Were You Born in the Window?

My massage therapist was born in the 1980s, before the internet and school shootings. As we talked yesterday about student anxiety, the demands placed on kids today and school shootings — not exactly the most relaxing massage 🙂 — I was struck by a realization: She cannot relate to today’s students as they get off the bus and walk into their schools.

I catch echoes of today’s fear. I was young in the time of duck and cover drills, of shut-your-eyes-so-you-won’t-go-blind advice. My elementary school’s subbasement had large steel drums of water and food stored behind the black and yellow sign of the times: 

But I am far away from that shelter in time and I was never the most nervous kid on the block. Despite my echoes, I don’t know what it’s like to think you might die on any random weekday because some random kid got tired of being bullied or feeling invisible.

I should probably feel more fearful. I substitute often enough. My past is peppered with scary moments.

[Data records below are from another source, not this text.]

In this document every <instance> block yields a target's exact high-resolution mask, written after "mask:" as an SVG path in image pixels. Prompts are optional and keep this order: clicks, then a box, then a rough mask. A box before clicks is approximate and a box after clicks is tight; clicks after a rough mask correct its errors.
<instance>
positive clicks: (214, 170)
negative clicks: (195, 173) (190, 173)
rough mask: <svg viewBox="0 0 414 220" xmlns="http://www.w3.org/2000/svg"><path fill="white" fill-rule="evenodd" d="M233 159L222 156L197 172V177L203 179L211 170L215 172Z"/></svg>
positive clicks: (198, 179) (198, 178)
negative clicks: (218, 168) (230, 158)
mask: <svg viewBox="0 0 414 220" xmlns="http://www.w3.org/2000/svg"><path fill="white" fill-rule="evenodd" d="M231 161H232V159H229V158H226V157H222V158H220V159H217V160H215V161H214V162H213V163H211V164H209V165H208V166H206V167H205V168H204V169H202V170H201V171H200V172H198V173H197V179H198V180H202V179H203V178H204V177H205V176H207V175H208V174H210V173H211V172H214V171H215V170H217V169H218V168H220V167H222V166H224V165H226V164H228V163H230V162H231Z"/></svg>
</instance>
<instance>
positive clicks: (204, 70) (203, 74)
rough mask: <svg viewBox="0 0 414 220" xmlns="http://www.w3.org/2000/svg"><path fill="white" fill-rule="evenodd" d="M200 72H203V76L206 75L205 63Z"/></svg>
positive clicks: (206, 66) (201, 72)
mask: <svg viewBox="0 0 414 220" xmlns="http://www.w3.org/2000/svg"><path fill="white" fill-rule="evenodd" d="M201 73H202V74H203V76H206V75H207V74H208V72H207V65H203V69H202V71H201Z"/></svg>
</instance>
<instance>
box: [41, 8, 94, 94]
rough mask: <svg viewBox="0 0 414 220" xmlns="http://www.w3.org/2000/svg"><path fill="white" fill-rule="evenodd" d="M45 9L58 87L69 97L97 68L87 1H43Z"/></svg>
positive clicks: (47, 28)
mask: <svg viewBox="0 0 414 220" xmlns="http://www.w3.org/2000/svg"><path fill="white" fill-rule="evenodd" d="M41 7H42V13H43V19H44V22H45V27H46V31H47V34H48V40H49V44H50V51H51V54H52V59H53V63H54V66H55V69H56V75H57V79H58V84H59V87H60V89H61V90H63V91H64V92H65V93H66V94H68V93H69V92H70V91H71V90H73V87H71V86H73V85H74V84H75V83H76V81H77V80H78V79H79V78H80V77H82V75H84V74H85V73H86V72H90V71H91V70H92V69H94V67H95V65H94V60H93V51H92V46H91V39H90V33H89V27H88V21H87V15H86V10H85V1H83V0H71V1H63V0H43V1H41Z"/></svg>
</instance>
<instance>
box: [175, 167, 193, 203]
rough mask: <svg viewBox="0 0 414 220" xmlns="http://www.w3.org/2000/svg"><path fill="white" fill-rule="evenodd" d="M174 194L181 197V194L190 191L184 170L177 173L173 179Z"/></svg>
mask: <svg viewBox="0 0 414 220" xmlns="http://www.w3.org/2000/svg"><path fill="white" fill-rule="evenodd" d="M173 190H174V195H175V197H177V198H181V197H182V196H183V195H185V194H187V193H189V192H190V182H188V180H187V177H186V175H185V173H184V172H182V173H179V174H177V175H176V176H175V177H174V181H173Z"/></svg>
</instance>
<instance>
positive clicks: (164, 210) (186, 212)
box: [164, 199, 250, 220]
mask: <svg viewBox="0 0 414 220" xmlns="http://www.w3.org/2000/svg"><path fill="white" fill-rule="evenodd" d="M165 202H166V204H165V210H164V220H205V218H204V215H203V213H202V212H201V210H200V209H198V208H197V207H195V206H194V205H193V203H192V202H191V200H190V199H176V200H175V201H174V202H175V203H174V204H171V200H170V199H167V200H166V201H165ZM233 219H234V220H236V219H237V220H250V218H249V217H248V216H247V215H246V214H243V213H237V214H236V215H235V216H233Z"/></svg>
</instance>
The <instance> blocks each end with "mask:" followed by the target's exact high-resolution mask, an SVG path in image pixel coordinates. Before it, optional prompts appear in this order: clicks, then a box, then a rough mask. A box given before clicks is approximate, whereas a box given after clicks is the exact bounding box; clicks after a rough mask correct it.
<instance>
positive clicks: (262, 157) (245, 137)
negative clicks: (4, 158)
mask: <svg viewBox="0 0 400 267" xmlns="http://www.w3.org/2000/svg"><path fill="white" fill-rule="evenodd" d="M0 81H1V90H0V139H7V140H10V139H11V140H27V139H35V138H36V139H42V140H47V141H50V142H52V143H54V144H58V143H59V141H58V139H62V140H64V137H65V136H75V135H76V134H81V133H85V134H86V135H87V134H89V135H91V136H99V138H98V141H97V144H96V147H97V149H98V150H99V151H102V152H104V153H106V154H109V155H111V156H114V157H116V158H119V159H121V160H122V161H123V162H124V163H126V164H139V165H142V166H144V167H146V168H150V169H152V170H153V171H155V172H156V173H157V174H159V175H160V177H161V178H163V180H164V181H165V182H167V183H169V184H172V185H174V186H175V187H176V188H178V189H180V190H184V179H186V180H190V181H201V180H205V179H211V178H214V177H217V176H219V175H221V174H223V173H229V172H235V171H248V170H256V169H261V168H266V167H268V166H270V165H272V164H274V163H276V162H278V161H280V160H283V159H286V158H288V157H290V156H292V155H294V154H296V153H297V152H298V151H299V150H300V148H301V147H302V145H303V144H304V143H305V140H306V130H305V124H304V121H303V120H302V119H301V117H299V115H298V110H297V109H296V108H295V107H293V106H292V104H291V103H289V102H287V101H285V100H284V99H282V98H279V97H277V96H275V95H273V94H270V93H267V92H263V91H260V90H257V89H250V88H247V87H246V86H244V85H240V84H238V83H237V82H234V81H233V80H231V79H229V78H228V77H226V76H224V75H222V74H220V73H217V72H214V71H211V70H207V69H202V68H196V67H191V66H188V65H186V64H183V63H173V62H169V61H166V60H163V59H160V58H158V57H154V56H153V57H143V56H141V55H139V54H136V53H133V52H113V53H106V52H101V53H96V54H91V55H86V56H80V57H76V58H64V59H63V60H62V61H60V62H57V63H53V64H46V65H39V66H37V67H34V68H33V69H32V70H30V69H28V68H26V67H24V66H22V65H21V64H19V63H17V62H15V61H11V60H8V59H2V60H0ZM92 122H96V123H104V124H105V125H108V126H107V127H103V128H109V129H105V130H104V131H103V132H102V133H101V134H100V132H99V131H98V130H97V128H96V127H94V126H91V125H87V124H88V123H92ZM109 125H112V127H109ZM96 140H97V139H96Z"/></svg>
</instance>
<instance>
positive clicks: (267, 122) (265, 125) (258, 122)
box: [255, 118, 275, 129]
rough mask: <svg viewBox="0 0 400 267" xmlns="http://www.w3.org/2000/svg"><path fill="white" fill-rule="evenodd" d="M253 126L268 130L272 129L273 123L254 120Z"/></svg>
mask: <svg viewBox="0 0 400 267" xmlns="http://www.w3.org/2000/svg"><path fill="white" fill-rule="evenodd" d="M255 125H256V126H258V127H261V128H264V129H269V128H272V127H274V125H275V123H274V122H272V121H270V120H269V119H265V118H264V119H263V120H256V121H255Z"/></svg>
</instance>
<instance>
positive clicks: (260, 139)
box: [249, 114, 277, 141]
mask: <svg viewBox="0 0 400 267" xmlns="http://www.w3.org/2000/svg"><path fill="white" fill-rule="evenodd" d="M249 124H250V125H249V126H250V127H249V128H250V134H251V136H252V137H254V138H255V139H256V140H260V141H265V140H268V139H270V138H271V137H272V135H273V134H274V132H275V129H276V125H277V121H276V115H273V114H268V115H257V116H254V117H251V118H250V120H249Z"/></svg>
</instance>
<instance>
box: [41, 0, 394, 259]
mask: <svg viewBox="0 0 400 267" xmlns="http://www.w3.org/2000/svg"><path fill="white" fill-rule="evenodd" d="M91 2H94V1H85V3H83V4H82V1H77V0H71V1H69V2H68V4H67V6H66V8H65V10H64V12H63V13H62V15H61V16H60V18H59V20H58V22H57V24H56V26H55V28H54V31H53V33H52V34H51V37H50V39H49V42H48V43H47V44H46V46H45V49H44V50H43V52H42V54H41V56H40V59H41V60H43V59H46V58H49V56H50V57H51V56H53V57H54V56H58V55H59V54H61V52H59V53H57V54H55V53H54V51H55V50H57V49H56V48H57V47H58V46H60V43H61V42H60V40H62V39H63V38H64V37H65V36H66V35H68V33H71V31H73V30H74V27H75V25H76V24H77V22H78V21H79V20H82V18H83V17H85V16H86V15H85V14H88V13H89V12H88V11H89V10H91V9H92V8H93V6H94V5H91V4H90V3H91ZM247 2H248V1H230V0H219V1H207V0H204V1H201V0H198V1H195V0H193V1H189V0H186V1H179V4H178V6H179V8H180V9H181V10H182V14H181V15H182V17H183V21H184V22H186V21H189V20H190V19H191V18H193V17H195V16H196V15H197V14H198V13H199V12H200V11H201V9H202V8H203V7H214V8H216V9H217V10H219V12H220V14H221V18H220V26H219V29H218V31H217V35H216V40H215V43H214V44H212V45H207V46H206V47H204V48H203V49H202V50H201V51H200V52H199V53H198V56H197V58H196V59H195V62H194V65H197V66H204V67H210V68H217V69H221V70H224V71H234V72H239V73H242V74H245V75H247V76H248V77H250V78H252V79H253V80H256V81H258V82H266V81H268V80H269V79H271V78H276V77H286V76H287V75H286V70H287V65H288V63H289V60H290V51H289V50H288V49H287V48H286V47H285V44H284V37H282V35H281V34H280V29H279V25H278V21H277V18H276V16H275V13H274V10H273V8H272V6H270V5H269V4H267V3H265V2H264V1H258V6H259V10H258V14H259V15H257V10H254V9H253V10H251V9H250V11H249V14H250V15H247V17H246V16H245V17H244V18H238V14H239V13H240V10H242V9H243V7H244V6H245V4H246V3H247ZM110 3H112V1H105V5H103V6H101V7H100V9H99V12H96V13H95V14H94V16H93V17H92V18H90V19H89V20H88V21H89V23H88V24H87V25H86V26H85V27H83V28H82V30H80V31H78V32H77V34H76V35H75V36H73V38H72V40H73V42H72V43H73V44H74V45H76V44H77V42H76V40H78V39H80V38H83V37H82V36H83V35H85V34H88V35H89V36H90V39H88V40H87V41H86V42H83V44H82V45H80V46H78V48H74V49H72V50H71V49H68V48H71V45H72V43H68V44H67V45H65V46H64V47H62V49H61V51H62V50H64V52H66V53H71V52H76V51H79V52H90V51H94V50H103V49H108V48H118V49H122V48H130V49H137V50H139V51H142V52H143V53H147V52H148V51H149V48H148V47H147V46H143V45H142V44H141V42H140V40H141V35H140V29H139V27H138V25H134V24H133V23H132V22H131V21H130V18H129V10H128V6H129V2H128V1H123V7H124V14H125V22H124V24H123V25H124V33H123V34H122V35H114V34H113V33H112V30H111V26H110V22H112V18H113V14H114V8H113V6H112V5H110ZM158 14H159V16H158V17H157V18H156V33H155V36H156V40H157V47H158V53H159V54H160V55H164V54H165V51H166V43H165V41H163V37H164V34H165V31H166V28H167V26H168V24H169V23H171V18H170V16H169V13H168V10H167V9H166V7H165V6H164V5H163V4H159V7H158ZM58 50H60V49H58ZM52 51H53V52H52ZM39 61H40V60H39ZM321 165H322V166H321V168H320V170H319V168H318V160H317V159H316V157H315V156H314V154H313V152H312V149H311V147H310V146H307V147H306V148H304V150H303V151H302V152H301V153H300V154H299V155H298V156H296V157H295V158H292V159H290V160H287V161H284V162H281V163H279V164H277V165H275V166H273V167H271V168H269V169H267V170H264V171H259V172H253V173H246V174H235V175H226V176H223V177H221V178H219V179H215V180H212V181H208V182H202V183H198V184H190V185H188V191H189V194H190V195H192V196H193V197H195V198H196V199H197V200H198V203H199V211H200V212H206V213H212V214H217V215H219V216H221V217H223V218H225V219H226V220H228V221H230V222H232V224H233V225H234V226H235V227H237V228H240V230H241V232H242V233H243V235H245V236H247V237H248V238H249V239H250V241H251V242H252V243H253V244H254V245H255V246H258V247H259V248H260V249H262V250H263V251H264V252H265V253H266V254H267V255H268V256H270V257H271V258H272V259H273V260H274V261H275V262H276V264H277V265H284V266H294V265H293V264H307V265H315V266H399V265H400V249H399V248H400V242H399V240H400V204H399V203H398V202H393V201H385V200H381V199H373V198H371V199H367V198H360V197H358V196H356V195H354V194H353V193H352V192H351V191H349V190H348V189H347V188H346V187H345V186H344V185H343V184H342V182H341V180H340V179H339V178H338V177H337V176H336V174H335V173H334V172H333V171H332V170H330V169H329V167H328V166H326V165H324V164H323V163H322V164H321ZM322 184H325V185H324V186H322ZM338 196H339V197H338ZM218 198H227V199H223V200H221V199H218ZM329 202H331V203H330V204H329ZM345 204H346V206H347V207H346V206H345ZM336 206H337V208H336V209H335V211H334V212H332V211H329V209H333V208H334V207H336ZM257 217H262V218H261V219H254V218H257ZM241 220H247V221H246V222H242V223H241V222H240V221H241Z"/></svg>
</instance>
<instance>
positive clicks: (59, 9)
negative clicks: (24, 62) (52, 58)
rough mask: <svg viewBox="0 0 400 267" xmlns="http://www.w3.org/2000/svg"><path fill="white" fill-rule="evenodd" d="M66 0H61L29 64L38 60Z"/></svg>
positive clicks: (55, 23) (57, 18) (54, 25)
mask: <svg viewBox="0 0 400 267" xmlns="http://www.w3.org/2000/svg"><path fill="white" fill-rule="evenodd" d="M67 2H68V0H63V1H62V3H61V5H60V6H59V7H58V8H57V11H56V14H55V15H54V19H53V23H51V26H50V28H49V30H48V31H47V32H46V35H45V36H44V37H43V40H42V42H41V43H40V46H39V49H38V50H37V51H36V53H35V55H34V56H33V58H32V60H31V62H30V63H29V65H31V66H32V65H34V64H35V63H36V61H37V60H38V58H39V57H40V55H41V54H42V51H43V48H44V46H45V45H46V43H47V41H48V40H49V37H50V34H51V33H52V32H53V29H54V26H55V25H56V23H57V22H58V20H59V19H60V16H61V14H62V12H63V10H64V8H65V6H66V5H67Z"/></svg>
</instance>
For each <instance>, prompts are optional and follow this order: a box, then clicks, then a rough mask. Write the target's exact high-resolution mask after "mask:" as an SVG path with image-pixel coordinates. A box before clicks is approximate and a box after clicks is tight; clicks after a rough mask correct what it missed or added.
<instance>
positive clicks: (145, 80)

I tried to keep my students away from windows, knowing a kid with a gun was on his way to my school. We do so many drills that students do not take us seriously sometimes. I have done a few “real” lock-downs and the toughest part of those lockdowns is convincing students that this time we are not playacting.

Eduhonesty: That woman in the temporal window between the A-Bomb and the shooters? She does not know how school “feels” to our more sensitive students. In a sense, I don’t know either. I’m older and I’m numerate. I can assess the odds, and those odds are good enough. I don’t worry about walking into new classrooms.

Many students cannot accurately assess their odds, though. Even those who can run the numbers are experiencing school as a calculated survival risk. Every day, they put themselves out there and the more fearful among them cannot be certain they will return home.

Today’s schools are not yesterday’s schools. I envied my massage therapist. I envy the lucky people who grew up after fallout shelters and before snipers.